Fujitsu Celsius H780 or Lenovo Thinkpad P 52?

Gi
- in Lenovo
8

I'm currently looking for a laptop for CAD applications and MS Office.

It should be a NVIDIA Quadro P2000 graphics card with 4 GB. I would not care about RAM and hard drive, because I could upgrade it myself.

I have these two models in mind.

Fujitsu workstation CELSIUS H780
15.6 "Full HD, i7-8850H vPro, 16GB RAM, 512GB SSD, NVIDIA Quadro P2000 graphics card 4096MB GDDR5, Windows 10 Pro 64 bit, weight 2.70kg
Lenovo ThinkPad P52
15.6 "Full HD IPS Display, i7-8850H, 16GB DDR4, 512GB SSD, Video Card NVIDIA Quadro P2000 4096MB GDDR5, Win10Pro, Weight 2.45kg
Now my question which would you recommend from the processing, performance, everyday life, resilience, etc.

Please only people who have worked or experience with it.

I would be very happy about an exhaustive answer and please do not half know how Lenovo is better and Fujitsu is bad.

It's just about these two models and no other.

Mi

Although I can't report from my own experience, but https://www.notebookcheck.com/...#toc-fazit writes:

Although the Fujitsu Celsius H780 can't be described as a total failure, there are too many weaknesses in our opinion for a 2,500 Euro device. The competitors in the form of the Lenovo ThinkPad P52 and the Dell Precision 7530 simply convince us more.

ex

I've upgraded the P52 for work, but bigger (more RAM, more SSD, Xeon).

I'm hauling around 3-5 days a week all over Europe, in a normal, stuffed laptop bag since I got it at the beginning of the year, he's always on the train and on the plane. Looks like new and does what he should. Robust and suitable for everyday use, only last week worked outside with sun from the side to enjoy the last little late summer.

He is also powerful, although I can't speak for the equipment you have chosen. Since the two models you have selected do not take much, at most in the heat or in the display quality.
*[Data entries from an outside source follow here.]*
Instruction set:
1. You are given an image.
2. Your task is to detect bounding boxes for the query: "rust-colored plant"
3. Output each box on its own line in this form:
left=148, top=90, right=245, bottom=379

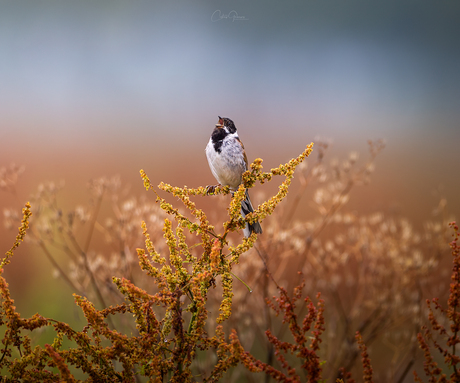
left=414, top=222, right=460, bottom=382
left=0, top=144, right=312, bottom=382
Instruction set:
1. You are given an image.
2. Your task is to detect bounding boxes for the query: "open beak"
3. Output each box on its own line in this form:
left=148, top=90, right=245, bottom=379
left=216, top=116, right=224, bottom=128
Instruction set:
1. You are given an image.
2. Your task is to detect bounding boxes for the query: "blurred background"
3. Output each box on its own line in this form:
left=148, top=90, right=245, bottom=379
left=0, top=0, right=460, bottom=380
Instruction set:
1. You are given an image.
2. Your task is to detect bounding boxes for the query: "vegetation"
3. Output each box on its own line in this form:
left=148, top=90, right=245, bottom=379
left=0, top=141, right=460, bottom=382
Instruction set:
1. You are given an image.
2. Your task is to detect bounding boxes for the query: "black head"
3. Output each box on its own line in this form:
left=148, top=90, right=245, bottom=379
left=217, top=116, right=236, bottom=133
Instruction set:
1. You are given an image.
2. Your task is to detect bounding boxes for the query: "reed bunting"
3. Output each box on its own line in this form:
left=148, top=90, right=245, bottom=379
left=206, top=116, right=262, bottom=238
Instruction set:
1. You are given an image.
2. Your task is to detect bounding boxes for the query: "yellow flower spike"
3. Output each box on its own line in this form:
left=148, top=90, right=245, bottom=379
left=140, top=169, right=151, bottom=190
left=0, top=202, right=32, bottom=273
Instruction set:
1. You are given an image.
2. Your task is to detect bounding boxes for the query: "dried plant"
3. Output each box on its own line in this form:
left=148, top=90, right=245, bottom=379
left=0, top=144, right=313, bottom=382
left=414, top=222, right=460, bottom=382
left=0, top=141, right=457, bottom=383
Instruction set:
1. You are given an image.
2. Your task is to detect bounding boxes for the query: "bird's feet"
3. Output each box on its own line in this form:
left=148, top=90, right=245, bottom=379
left=206, top=184, right=222, bottom=194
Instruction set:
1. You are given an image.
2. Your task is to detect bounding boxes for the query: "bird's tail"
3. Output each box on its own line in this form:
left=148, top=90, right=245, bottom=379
left=241, top=190, right=262, bottom=238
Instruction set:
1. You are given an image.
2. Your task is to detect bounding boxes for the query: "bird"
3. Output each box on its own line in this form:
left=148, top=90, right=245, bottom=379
left=205, top=116, right=262, bottom=238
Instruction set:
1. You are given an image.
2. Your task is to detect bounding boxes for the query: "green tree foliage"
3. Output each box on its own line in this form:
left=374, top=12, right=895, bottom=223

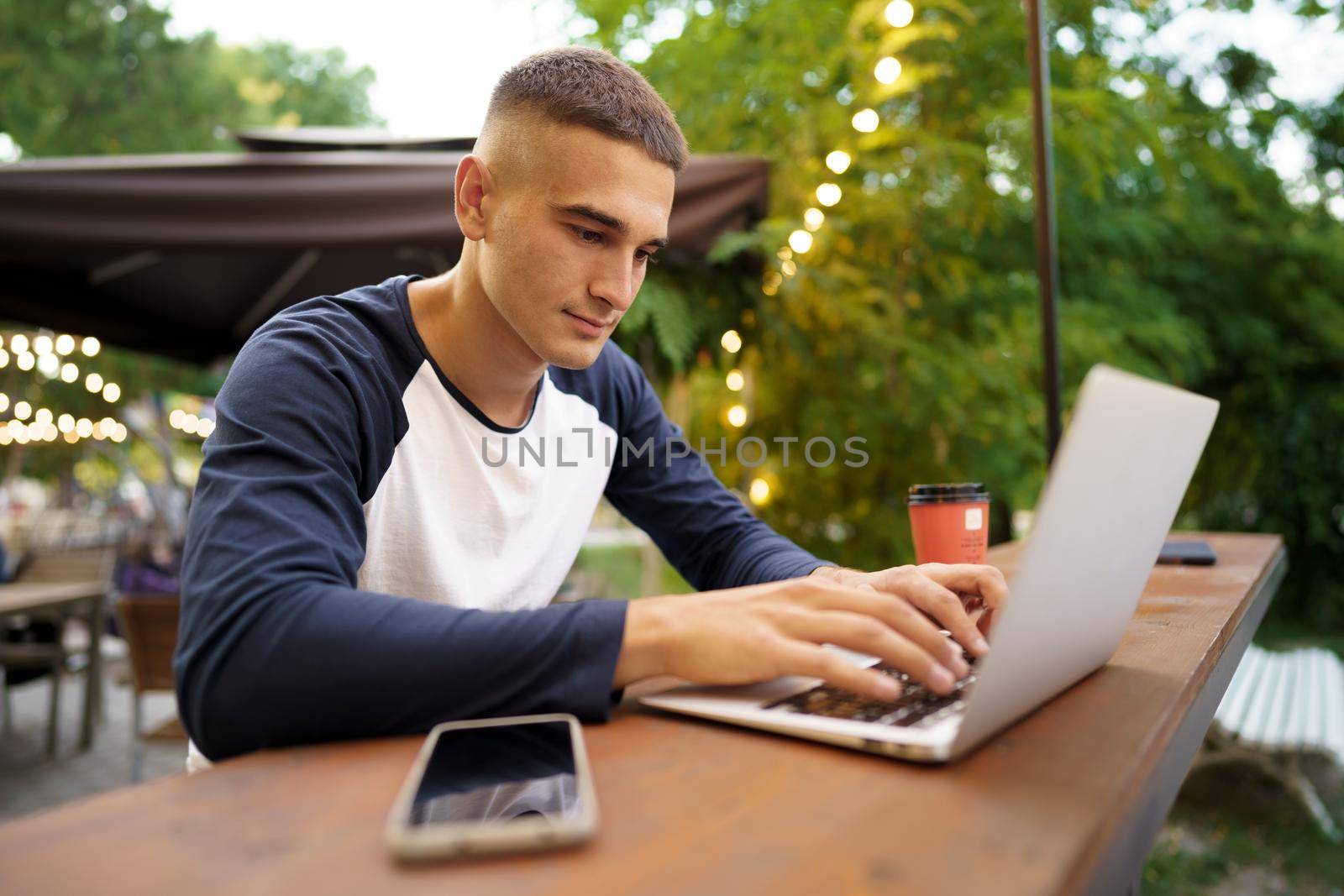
left=591, top=0, right=1344, bottom=626
left=0, top=0, right=379, bottom=156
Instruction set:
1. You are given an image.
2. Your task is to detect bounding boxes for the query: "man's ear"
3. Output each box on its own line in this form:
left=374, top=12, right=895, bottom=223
left=453, top=156, right=495, bottom=240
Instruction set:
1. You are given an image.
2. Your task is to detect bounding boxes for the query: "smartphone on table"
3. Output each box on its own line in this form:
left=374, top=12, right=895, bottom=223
left=386, top=713, right=596, bottom=861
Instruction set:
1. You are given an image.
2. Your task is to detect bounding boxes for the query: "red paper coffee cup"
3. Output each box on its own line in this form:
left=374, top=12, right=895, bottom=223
left=906, top=482, right=990, bottom=563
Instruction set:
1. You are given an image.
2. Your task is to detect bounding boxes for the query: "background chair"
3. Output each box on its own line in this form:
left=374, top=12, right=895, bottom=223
left=0, top=547, right=117, bottom=757
left=117, top=594, right=186, bottom=782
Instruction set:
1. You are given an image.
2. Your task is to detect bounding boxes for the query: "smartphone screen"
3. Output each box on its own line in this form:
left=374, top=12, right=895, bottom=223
left=407, top=721, right=585, bottom=829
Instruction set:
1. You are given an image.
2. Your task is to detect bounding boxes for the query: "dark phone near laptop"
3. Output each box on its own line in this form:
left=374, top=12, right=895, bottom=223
left=386, top=713, right=596, bottom=860
left=1158, top=542, right=1218, bottom=567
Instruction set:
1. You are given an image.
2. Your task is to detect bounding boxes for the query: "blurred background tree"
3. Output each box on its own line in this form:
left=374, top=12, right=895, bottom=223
left=575, top=0, right=1344, bottom=627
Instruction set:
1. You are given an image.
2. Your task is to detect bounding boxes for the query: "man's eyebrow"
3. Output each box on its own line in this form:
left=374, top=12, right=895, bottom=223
left=546, top=203, right=668, bottom=249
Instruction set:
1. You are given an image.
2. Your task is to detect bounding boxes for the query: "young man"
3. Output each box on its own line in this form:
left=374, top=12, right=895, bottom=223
left=175, top=49, right=1006, bottom=759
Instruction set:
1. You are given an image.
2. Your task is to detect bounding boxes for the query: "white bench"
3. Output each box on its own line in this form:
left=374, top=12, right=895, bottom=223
left=1191, top=645, right=1344, bottom=841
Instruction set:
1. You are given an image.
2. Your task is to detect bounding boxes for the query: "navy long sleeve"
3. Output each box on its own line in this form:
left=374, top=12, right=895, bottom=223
left=173, top=277, right=822, bottom=759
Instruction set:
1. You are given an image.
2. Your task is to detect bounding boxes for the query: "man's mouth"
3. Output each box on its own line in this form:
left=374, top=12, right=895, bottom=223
left=564, top=311, right=616, bottom=334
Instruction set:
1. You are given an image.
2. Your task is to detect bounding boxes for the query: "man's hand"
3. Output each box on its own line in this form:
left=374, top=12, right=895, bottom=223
left=613, top=567, right=1006, bottom=700
left=811, top=563, right=1008, bottom=657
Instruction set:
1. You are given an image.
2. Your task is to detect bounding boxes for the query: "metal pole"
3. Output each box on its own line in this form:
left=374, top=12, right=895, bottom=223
left=1024, top=0, right=1060, bottom=461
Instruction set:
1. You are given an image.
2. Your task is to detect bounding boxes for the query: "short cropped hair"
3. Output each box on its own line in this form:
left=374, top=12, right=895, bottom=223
left=486, top=47, right=688, bottom=175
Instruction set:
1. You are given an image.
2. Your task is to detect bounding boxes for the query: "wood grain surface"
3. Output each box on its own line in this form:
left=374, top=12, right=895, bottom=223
left=0, top=533, right=1284, bottom=896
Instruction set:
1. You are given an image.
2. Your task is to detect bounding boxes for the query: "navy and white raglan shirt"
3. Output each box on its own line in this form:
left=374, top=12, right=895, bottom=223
left=173, top=277, right=828, bottom=759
Does the Fujitsu have a trackpoint / nipple? They are on the way very handy, if times jerky and you still have to work.

And yes, I'm talking about dragging, the 170W PSU alone is as heavy as some other laptop…
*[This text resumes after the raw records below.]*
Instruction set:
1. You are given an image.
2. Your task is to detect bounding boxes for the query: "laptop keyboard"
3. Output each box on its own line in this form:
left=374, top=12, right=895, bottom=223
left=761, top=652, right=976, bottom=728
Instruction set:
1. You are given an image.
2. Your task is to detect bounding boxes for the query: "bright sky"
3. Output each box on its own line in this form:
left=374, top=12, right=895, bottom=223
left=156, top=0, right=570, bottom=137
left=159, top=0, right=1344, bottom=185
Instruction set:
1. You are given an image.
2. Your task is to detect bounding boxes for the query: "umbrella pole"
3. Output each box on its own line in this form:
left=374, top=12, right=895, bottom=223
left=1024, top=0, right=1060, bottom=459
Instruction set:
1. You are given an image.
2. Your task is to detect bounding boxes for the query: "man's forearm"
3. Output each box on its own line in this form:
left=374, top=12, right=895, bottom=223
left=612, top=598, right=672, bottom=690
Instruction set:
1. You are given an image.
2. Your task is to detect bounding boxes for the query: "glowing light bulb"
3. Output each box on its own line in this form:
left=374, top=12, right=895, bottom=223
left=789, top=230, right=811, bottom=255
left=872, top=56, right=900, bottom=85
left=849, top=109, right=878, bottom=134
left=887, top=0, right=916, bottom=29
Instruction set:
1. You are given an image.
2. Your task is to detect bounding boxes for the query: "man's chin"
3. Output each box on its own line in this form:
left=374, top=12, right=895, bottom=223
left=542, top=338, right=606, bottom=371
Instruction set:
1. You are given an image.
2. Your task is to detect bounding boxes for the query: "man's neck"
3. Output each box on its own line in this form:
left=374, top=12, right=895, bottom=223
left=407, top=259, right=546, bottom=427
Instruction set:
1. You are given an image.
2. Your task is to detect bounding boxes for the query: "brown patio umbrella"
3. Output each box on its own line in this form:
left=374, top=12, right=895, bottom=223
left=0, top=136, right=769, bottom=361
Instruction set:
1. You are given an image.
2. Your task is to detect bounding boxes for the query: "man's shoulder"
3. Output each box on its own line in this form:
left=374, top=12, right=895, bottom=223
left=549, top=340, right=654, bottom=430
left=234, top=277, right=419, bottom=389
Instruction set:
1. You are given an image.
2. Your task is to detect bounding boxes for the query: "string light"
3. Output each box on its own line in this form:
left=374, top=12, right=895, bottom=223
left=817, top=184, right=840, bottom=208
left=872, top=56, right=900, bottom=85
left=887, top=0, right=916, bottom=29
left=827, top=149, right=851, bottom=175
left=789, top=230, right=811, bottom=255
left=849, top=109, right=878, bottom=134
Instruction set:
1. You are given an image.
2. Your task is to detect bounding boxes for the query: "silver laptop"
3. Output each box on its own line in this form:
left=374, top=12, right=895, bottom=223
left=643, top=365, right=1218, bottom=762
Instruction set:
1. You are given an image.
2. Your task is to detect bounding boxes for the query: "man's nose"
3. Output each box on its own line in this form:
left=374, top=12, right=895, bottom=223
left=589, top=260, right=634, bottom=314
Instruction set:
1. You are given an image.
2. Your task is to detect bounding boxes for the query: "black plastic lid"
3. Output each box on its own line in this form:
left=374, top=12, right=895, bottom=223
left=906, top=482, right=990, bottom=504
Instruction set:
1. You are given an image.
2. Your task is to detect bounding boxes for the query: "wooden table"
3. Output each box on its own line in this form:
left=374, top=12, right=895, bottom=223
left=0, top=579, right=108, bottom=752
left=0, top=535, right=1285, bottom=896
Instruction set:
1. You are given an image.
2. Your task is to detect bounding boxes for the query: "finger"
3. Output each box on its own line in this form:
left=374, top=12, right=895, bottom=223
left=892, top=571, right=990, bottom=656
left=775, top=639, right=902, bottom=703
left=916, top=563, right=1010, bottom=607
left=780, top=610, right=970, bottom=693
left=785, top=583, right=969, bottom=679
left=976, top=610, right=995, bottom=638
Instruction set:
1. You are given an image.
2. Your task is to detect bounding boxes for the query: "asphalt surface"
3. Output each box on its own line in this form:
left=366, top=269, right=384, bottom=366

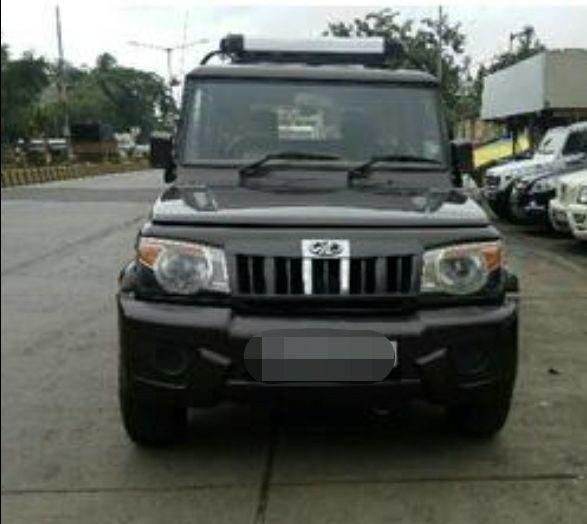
left=1, top=172, right=587, bottom=524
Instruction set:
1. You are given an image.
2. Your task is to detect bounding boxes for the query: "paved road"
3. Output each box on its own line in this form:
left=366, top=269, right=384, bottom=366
left=1, top=173, right=587, bottom=524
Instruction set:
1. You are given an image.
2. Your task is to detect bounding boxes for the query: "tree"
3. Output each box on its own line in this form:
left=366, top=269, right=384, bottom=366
left=1, top=44, right=50, bottom=142
left=324, top=9, right=469, bottom=127
left=38, top=53, right=176, bottom=134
People always look sympathetic in the train, because they think the thick, heavy part would be 10 years old… I always grin to myself.

Gi

Thanks for the quick feedback matmatmat.

Unfortunately, he does not have a trackpoint / nipple.

ex

These are handy, I use for years. You have to get used to it, but hang up your forearm on the device with your fingers "zooming in" and pressing the mouse button with your thumb is very good when it jerks in the train. Much better than the wireless mouse and better than free-floating hand over the trackpad.
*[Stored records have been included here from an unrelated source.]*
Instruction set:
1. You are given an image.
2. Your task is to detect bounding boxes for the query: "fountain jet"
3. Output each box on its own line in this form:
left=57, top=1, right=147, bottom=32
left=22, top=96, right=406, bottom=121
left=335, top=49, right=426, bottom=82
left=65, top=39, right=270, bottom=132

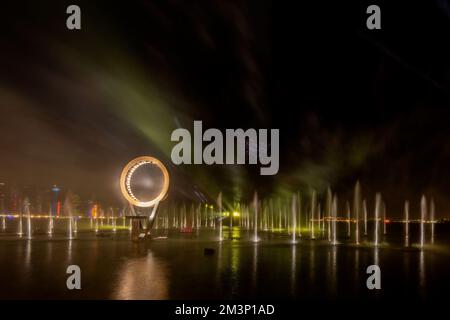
left=311, top=190, right=317, bottom=239
left=420, top=195, right=427, bottom=248
left=253, top=191, right=259, bottom=242
left=353, top=181, right=361, bottom=244
left=430, top=198, right=435, bottom=243
left=291, top=194, right=297, bottom=243
left=217, top=192, right=222, bottom=241
left=405, top=201, right=409, bottom=247
left=374, top=193, right=382, bottom=246
left=331, top=195, right=337, bottom=245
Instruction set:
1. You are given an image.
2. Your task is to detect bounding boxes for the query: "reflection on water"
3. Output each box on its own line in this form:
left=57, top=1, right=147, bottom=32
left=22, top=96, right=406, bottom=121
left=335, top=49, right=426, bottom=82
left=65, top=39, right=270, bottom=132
left=112, top=251, right=169, bottom=300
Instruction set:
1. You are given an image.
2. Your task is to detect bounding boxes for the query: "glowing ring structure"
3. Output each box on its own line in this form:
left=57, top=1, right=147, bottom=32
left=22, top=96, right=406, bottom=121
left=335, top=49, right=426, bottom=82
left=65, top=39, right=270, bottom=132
left=120, top=156, right=169, bottom=208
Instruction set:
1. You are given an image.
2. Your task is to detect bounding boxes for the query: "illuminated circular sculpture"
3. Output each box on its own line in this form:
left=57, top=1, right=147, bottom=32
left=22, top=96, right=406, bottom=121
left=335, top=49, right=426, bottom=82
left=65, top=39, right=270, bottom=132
left=120, top=156, right=169, bottom=208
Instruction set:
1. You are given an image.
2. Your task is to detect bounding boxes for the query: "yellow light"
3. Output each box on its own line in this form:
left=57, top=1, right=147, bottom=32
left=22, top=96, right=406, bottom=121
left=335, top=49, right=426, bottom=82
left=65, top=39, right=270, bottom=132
left=120, top=156, right=169, bottom=208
IBM invented (now Lenovo) hats, DELL copies that I believe in the high-end devices.

Gi

Yes, I had also read the test, but I wanted to the people who have worked so ausgeibig and can share the experience with me, if it really so much significant.

ex

I've just briefly looked at the CELSIUS H780. Advantage could be that still has the VGA instead of just a display port and HDMI? Otherwise the one in the pictures has significantly fewer connections…

Gi

Thanks for the tip:-)

Gi

The connections such as VGA / HDMI would not be so relevant for me, except USB Type C. The Celsius H780 I would get very cheap than the Thinkpad. Therefore, I wanted to make sure that the difference would be worthwhile, such as durability, resilience etc.